The Union Difference: “Right to Work” vs. Right to Union states
There are stark differences between life in the 28 “right to work” states and the other 22 states. In fact, we can imagine America as two economies – one in which a low-wage, extractive labor model prevails (right to work states), and another where the rights of working people are recognized, if insufficiently (the rest of the states). In the “right to work” economy, you will see not only lower wages for the same work; you will also see a less healthy region on a myriad of basic indicators, from life expectancy and maternal mortality to standards of living and educational attainment.
The Union Difference: U.S. vs. Western Europe
Let’s compare the experience in the United States with Western Europe, where labor unions have not suffered the same erosion. In 1980, when comparable data first became available, the shares of pre-tax national income in the US and Western Europe held by the bottom 50 percent were roughly comparable, as was the share held by the top 1 percent in both. But while these shares have changed modestly in Western Europe, in the United States, the share held by the top 1 percent has radically increased while the share held by the bottom 50 percent has radically decreased. (And, remember, this is pre-tax income – which means that, given the greater social benefits in Western Europe, these graphs underestimate the trends.)
Not surprisingly, the top 1 percent have held a greater share of wealth than the bottom 50 percent throughout the period in both the United States and Western Europe.
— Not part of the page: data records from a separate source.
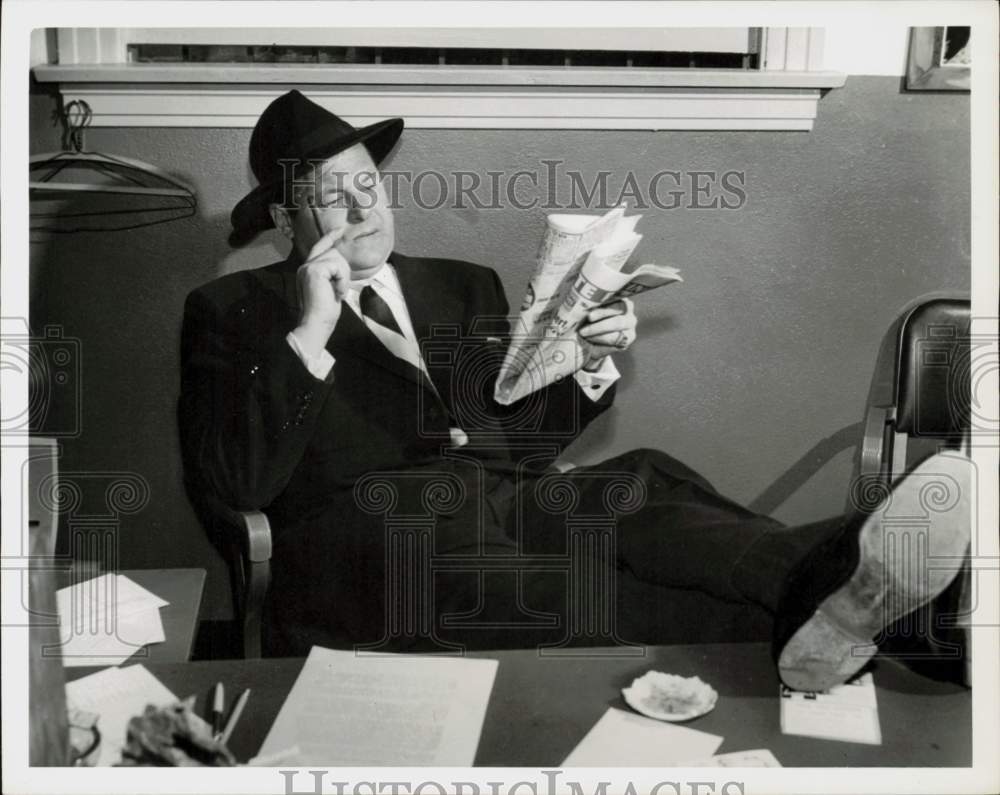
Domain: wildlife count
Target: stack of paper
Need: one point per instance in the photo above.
(104, 621)
(622, 739)
(378, 710)
(848, 712)
(117, 695)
But, as the next two graphs show, the gap between the two wealth groups was smaller in Western Europe than in the United States in 1995, when comparable data became available, and has widened more since then in the United States. Significantly, throughout the last nearly thirty years, the bottom half of the wealth distribution in the United States hasn’t had any growth in wealth, and was often in debt.
Weekend Reading is edited by Emily Crockett, with research assistance by Andrea Evans and Thomas Mande.
The best article I've read all year for concise and accurately reflecting the facts. The top of the food chain is the Supreme Court. People are pissed and starting to fight back.
Your assessment that strong workers' unions are essential to ameliorate income inequality is true. Strong unionized workers enable a secure middle class. The middle class income levels since the 1990s have eroded to the point that only very upper middle class persons can afford to buy houses now, for instance.
Economic anxiety, among the 98% non-millionaires in the US, leads to such extreme dissatisfaction; that it can enable authoritarian politicians to be regarded as necessary to "fix" the problem. We are in such a state now. The fpotus has, due to various factors - billionaire ruling plans with the Project 2025 agenda, theocratic SC decisions, right-wing media ascendancy - become the standard bearer for many dissatisfied people.
So ironically, instead of advocating for unionization to address economic ills, the misinformed, disinformed, public turns to an anti-union, billionaires backed, "populist" to solve economic disparities. It is a blatant oligarchial, authoritarian, grab for power. The only bulwark against such a takeover is a robust unionized economy. Along with regulatory agencies able to minimize unfettered, corporate greed actions against workers, consumers, and the environment.